Bzzzzzzzzzzzzz... It's me again! The Sports Fly! Sorry for the absence, but I found this sweet stash of raw sewage and lost all track of time. You know how it is.
Bzzzzzzzzzzz... After being away from the sports world for so long, I'm really anxious to get back to my eavesdropping- and what better place to start than at the bottom with the lower-than-low O.J. Simpson? Now that he's managed to get himself into trouble again, the search has begun for a fair and impartial jury.
Bzz-! Bzz-bz! Sorry, the very thought of such a thing just made me laugh so hard I coughed up a piece of carcas. It'll never happen- and that's why I wouldn't miss this for all the raw sewage in China!

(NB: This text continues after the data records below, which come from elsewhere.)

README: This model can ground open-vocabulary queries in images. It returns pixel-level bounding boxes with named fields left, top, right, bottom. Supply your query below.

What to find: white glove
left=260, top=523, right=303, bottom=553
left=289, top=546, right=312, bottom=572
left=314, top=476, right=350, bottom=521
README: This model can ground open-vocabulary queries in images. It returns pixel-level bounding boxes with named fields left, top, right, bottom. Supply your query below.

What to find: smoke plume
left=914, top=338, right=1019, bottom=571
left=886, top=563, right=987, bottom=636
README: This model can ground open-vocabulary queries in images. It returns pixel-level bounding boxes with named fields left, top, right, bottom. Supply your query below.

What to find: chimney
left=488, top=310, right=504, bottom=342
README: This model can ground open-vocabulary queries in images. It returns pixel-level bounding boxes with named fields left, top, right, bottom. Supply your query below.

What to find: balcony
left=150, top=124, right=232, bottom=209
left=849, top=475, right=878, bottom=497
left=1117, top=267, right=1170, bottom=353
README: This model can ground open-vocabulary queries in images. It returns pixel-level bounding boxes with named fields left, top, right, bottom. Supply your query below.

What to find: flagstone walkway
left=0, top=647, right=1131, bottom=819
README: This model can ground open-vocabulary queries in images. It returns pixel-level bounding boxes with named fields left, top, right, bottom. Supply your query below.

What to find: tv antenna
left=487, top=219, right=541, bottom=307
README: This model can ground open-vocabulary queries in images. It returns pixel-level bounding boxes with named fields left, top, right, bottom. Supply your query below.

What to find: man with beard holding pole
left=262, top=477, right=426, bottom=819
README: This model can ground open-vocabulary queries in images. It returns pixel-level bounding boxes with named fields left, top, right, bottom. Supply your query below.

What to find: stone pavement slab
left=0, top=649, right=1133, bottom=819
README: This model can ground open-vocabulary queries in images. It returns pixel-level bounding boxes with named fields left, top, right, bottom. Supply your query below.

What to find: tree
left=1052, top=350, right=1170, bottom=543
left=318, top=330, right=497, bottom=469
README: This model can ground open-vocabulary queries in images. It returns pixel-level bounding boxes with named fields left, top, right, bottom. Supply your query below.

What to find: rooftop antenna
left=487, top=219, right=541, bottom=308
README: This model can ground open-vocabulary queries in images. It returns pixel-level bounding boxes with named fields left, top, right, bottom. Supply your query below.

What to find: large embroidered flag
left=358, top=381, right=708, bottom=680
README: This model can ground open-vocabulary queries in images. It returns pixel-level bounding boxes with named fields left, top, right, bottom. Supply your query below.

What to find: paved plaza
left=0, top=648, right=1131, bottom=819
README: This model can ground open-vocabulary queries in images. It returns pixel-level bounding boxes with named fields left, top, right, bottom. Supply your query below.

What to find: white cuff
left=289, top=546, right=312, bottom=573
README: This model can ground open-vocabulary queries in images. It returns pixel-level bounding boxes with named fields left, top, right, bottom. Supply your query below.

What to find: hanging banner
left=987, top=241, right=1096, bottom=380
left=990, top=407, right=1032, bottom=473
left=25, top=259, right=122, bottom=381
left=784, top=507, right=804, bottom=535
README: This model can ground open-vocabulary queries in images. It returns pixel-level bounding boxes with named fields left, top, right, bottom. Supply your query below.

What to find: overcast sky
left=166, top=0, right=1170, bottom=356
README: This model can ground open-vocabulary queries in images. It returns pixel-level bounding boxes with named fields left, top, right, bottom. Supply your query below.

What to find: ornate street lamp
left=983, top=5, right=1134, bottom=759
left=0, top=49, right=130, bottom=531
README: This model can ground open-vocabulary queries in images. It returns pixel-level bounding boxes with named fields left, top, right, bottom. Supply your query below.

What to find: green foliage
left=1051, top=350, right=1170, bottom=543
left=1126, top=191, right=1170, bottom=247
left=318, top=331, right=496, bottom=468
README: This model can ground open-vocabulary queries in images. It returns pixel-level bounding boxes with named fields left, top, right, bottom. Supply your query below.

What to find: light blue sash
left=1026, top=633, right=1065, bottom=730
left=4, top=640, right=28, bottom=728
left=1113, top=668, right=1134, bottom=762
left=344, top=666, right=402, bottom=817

ATTORNEY: Have you ever heard of O.J. Simpson?
POTENTIAL JUROR: Yes.
ATTORNEY: Next!
(NEW CANDIDATE ENTERS)
ATTORNEY: Have you ever heard of O.J. Simpson?
POTENTIAL JUROR #2: Yes.
ATTORNEY: Next!
(NEW CANDIDATE ENTERS)
ATTORNEY: Have you ever heard of O.J. Simpson?
POTENTIAL JUROR #3: Yes.
ATTORNEY: Next!
(NEW CANDIDATE ENTERS)
ATTORNEY: Have you ever heard of O.J. Simpson?
POTENTIAL JUROR #4: Of course! I mean, who hasn't? He's the guy who slaughtered his ex-wife and her boyfriend, got acquitted, flaunted his freedom on the golf course, and wrote the book "Here's How I Woulda Killed 'Em If, In Fact, I Actually Killed 'Em (Which I Did)". And I think he played football, too...
ATTORNEY: (SIGHS) Next!
Bzzzzzzzzzzz... Looks like this is going to get worse before it gets better. That O.J.'s creepier than a maggot nursery. I'd love to watch the whole thing, but as a fly, my lifespan isn't nearly long enough. I say we zip over to the studios of our friends at Fox Sports and listen in on a show featuring Petros Papadakis.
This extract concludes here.